Lawyer's fees

Lawyers may freely agree on their fee with their client. In practice, what is agreed upon with the client is either a fee on the basis of time spent (hourly rate) or invoicing pursuant to the Lawyers' Tariff.

The hourly rate must be assessed on a case-by-case basis depending on the type and amount of work, the difficulty of the case, and the amount in dispute (interest in the case). According to the Fee Guidelines of the Liechtenstein Chamber of Lawyers, an hourly rate between CHF 300.00 and CHF 1,000.00 is adequate, depending of the type of work and the difficulty of the case. Expenses (e.g. for copies, postage, telephone, cost of secretary work, etc.) may also be invoiced in addition to the hourly rate.

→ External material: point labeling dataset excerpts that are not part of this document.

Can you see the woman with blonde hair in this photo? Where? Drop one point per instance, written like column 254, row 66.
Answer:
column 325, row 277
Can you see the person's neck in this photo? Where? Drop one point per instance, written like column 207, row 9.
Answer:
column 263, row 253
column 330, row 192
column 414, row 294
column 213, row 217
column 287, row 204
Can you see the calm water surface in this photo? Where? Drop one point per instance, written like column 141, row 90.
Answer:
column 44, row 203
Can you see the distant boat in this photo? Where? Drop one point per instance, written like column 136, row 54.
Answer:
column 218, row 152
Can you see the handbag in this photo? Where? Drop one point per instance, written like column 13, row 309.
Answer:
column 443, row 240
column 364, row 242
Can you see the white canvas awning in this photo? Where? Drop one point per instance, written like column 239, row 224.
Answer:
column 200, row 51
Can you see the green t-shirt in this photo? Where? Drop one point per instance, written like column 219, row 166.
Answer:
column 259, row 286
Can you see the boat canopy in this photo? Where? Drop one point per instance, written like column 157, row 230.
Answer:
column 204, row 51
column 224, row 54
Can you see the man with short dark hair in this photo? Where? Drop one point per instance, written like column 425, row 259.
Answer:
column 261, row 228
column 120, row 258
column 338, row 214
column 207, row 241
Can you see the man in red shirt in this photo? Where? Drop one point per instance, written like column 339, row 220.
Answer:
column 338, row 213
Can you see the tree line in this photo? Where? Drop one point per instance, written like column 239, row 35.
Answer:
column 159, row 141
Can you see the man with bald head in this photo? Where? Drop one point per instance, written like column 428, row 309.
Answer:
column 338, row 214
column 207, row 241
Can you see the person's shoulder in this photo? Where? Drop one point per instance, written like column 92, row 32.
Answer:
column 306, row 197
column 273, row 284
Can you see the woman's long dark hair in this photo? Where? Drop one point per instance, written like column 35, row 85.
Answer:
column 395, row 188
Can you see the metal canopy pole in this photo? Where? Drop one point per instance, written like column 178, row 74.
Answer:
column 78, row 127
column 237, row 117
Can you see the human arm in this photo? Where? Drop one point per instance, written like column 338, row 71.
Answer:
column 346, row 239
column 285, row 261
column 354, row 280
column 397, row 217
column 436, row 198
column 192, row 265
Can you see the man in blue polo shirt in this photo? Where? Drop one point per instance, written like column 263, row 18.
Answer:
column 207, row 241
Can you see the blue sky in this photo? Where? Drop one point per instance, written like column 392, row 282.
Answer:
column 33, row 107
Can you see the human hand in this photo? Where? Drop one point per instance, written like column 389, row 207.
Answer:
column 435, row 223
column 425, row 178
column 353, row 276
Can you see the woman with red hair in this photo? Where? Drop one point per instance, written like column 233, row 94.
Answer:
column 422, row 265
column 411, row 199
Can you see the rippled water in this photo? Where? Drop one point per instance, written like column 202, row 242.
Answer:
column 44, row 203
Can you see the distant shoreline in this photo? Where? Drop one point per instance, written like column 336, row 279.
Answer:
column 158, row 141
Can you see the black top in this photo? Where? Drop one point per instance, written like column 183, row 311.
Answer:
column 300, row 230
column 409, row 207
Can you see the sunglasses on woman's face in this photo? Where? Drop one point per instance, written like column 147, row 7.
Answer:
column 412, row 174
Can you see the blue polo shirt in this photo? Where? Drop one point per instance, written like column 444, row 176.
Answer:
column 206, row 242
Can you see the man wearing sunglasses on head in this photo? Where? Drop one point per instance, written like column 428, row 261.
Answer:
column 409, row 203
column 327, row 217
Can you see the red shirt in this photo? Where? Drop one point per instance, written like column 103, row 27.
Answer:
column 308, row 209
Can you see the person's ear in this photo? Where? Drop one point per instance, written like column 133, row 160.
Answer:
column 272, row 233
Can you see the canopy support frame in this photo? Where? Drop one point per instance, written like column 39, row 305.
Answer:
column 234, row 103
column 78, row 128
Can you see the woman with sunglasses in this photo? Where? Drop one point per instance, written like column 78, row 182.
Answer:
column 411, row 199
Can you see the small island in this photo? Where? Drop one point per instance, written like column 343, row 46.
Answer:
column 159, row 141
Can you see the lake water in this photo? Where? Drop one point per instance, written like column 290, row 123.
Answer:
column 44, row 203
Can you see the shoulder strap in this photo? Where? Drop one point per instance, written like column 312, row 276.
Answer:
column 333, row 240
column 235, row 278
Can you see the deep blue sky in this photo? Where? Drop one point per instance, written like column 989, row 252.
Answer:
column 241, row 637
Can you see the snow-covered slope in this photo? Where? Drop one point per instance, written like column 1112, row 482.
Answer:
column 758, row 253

As an alternative to an hourly rate, the lawyer's fee may also be calculated in accordance with the Act on the Tariff for Lawyers and Legal Agents (Rechtsanwaltstarifgesetz, RATG). This tariff is calculated according to the value of the item in dispute and contains various tariff items (Tarifposten, TP) for the various services rendered by lawyers. Add to this the so-called standard rate (Einheitssatz, ES) of 40% or 50% as general compensation for ancillary services (e.g. meetings with clients, telephone calls, correspondence, study of files and law literature, etc.).

Liechtenstein procedural law provides that opponents must pay compensation for legal costs on the basis of the principle of success. This means that the losing party must compensate the winning party for its legal costs at the percentage at which the lawsuit has been won. In this, the awarding of costs by the court is not based on the costs actually incurred by the lawyer as a result of time spent, but is always based on the Lawyers' Tariff. It is therefore possible that a client will not be fully compensated for the costs of his own lawyer on the basis of time spent.

Lawyers are not allowed to agree on a success fee (quota litis).